Syarif menilai, kendala utama dari pemberantasan korupsi di sektor SDA adalah tidak tegasnya para penegak hukum Indonesia. ”Pesan utamanya, kalau para penjahat bisa bekerja sama, kenapa kita, aparat penegak hukum, tidak bisa?” ujarnya.
Kendala utama dari pemberantasan korupsi di sektor SDA adalah tidak tegasnya para penegak hukum Indonesia.
Syarif menyebutkan, proyek Peningkatan Kapasitas dan Koordinasi Penegakan Hukum di Sektor Sumber Daya Alam akan berjalan tiga tahun, dari 2020 hingga 2022. Proyek pun akan dilakukan di 14 provinsi.
Untuk tahun pertama, di Kalimantan Barat, Kalimantan Tengah, Kalimantan Selatan, Kalimantan Timur, Kalimantan Utara, dan Sulawesi Tengah. Kemudian, Aceh, Riau, Jambi, dan Sumatera Selatan. Terakhir, Papua Barat, Papua, Maluku, dan Maluku Utara.
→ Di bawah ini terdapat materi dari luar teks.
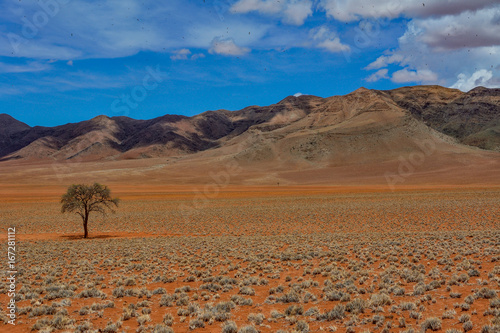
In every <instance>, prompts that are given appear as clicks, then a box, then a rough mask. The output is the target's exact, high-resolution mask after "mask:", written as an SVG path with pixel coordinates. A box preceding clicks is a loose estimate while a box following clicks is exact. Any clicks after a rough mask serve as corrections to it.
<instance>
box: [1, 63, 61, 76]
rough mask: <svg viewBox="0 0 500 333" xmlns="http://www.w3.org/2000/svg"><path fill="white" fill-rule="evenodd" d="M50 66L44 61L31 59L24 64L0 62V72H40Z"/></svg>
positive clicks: (27, 72)
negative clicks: (1, 62) (5, 62)
mask: <svg viewBox="0 0 500 333" xmlns="http://www.w3.org/2000/svg"><path fill="white" fill-rule="evenodd" d="M51 68H52V67H51V66H50V65H48V64H46V63H41V62H38V61H32V62H28V63H25V64H7V63H1V62H0V73H33V72H42V71H46V70H49V69H51Z"/></svg>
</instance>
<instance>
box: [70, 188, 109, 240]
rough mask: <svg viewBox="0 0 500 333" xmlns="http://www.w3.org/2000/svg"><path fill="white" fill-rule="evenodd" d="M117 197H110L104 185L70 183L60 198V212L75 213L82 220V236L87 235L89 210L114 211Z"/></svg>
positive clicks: (87, 236)
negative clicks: (79, 216) (88, 184)
mask: <svg viewBox="0 0 500 333" xmlns="http://www.w3.org/2000/svg"><path fill="white" fill-rule="evenodd" d="M118 203H119V199H118V198H111V190H110V189H109V188H108V187H107V186H106V185H101V184H99V183H94V184H93V185H84V184H78V185H71V186H70V187H69V188H68V190H67V192H66V193H65V194H64V195H63V196H62V198H61V204H62V207H61V212H62V213H66V212H70V213H76V214H78V215H80V217H81V218H82V221H83V229H84V236H83V237H84V238H87V237H88V219H89V215H90V213H91V212H98V213H101V214H105V213H106V211H107V210H110V211H111V212H114V210H113V208H114V207H117V206H118Z"/></svg>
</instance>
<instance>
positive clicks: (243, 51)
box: [208, 37, 250, 56]
mask: <svg viewBox="0 0 500 333" xmlns="http://www.w3.org/2000/svg"><path fill="white" fill-rule="evenodd" d="M208 52H210V53H211V54H222V55H229V56H241V55H245V54H247V53H248V52H250V49H249V48H247V47H240V46H238V45H236V44H235V43H234V40H233V39H232V38H223V37H215V38H214V39H213V40H212V44H211V47H210V50H208Z"/></svg>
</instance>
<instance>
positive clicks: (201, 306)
mask: <svg viewBox="0 0 500 333" xmlns="http://www.w3.org/2000/svg"><path fill="white" fill-rule="evenodd" d="M111 188H112V190H113V193H114V194H115V195H117V196H119V197H120V198H121V199H122V202H121V205H120V207H119V209H118V210H117V213H116V214H110V215H108V216H106V217H105V218H103V217H101V216H99V215H95V216H94V217H93V219H92V221H91V222H90V239H87V240H84V239H82V238H81V236H82V228H81V221H79V220H78V219H79V217H78V216H76V215H75V216H71V215H63V214H61V213H60V204H59V202H58V199H59V197H60V194H61V193H62V192H64V189H65V187H64V186H62V185H54V186H42V185H38V186H36V185H32V186H30V187H28V185H25V186H23V185H13V184H12V185H8V184H7V185H5V186H2V189H1V192H2V193H1V194H2V202H0V210H1V211H2V214H3V215H2V216H3V219H2V222H1V223H2V230H6V229H7V227H9V226H11V225H15V227H16V231H17V235H16V239H17V251H18V259H17V260H18V263H17V265H18V267H19V270H20V274H19V278H18V282H17V283H18V285H17V291H18V297H17V301H18V302H17V305H18V318H17V325H16V326H14V327H11V325H8V326H7V325H2V326H1V327H0V331H2V332H14V333H15V332H28V331H30V330H35V331H40V332H48V331H57V332H65V331H66V332H86V331H88V330H89V329H95V330H97V329H100V330H101V332H122V331H125V332H135V331H140V332H149V331H153V330H155V332H171V330H170V328H171V329H173V331H175V332H189V331H193V332H256V331H258V332H278V331H280V332H294V331H295V332H308V331H309V332H322V331H324V332H422V330H423V329H424V330H425V329H427V330H428V331H437V332H464V331H470V332H499V329H500V328H499V327H500V300H499V298H498V295H499V293H500V219H499V216H500V205H499V202H500V187H498V186H494V185H491V186H485V185H483V186H480V187H478V186H472V185H469V186H465V185H463V186H424V185H421V186H417V185H408V186H406V187H403V186H401V187H398V189H397V190H396V191H391V190H389V189H388V188H387V186H371V187H370V186H364V187H359V186H231V185H229V186H227V187H224V188H221V189H220V190H219V192H218V193H217V194H216V195H213V196H212V197H211V198H208V199H207V198H205V199H203V200H199V198H198V199H197V198H196V190H195V188H196V186H184V187H182V186H177V187H174V186H170V187H167V186H163V187H162V186H154V185H143V186H141V185H136V186H125V185H118V184H116V185H111ZM196 200H199V201H196ZM180 207H184V208H185V207H192V208H194V209H188V210H187V212H186V209H184V210H183V209H182V208H180ZM13 221H14V222H13ZM2 243H3V244H2V245H4V244H6V235H2ZM6 288H7V283H5V282H2V289H3V290H2V292H1V295H0V302H1V305H2V311H5V310H4V309H5V305H6V302H7V300H8V299H7V296H6V294H5V291H6ZM2 319H6V318H5V316H4V315H2ZM251 327H253V328H254V329H252V328H251Z"/></svg>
Proyek ini, kata Syarif, diharapkan dapat meningkatkan kapasitas, koordinasi, dan kerja sama aparat penegak hukum dan penyidik pegawai negeri sipil dalam menindak kasus korupsi SDA. Selain itu, tersedianya mekanisme untuk berbagi pengetahuan penanganan kasus korupsi sumber daya alam.
Wakil Ketua KPK terpilih yang kini juga menjabat, Alexander Marwata, berkomitmen melanjutkan proyek ini dalam kepemimpinan KPK 2019-2023. ”Penegakan hukum memang harus kita akui lemah. Maka, mari tiga tahun ke depan kita sama-sama bekerja bersama,” katanya.
Dukungan lembaga lain
Banyak lembaga dan instansi terkait yang turut mendukung proyek ini. Lembaga dan instansi itu adalah Kementerian Lingkungan Hidup dan Kehutanan, Kejaksaan Agung, Kepolisian Negara RI (Polri), serta Pusat Pelaporan dan Analisis Transaksi Keuangan.
Ada juga Badan Pertanahan Nasional, Kementerian Energi dan Sumber Daya Mineral, Kementerian Kelautan dan Perikanan, Kementerian Keuangan, Otoritas Jasa Keuangan, serta Komisi Pengawas Persaingan Usaha.
Direktur Jenderal Penegak Hukum Kementerian Lingkungan Hidup dan Kehutanan Rosio Ridho Sani menyambut baik proyek itu karena memang diperlukan pengetahuan atas sumber daya alam oleh aparat penegak hukum.
”Menangani kasus sumber daya alam berbeda dengan kasus pidana lain yang dampaknya langsung terlihat. Perlu pengetahuan untuk itu,” ujarnya.
Direktur Tindak Pidana Tertentu Badan Reserse Kriminal Polri Brigadir Jenderal (Pol) Mohamad Agung Budijono menyatakan, Polri mendukung penuh proyek tersebut. Polri tengah menunggu tindak lanjut dari proyek, khususnya terkait peningkatan kapasitas bagi aparat penegak hukum melalui kegiatan pelatihan dan penerima manfaat.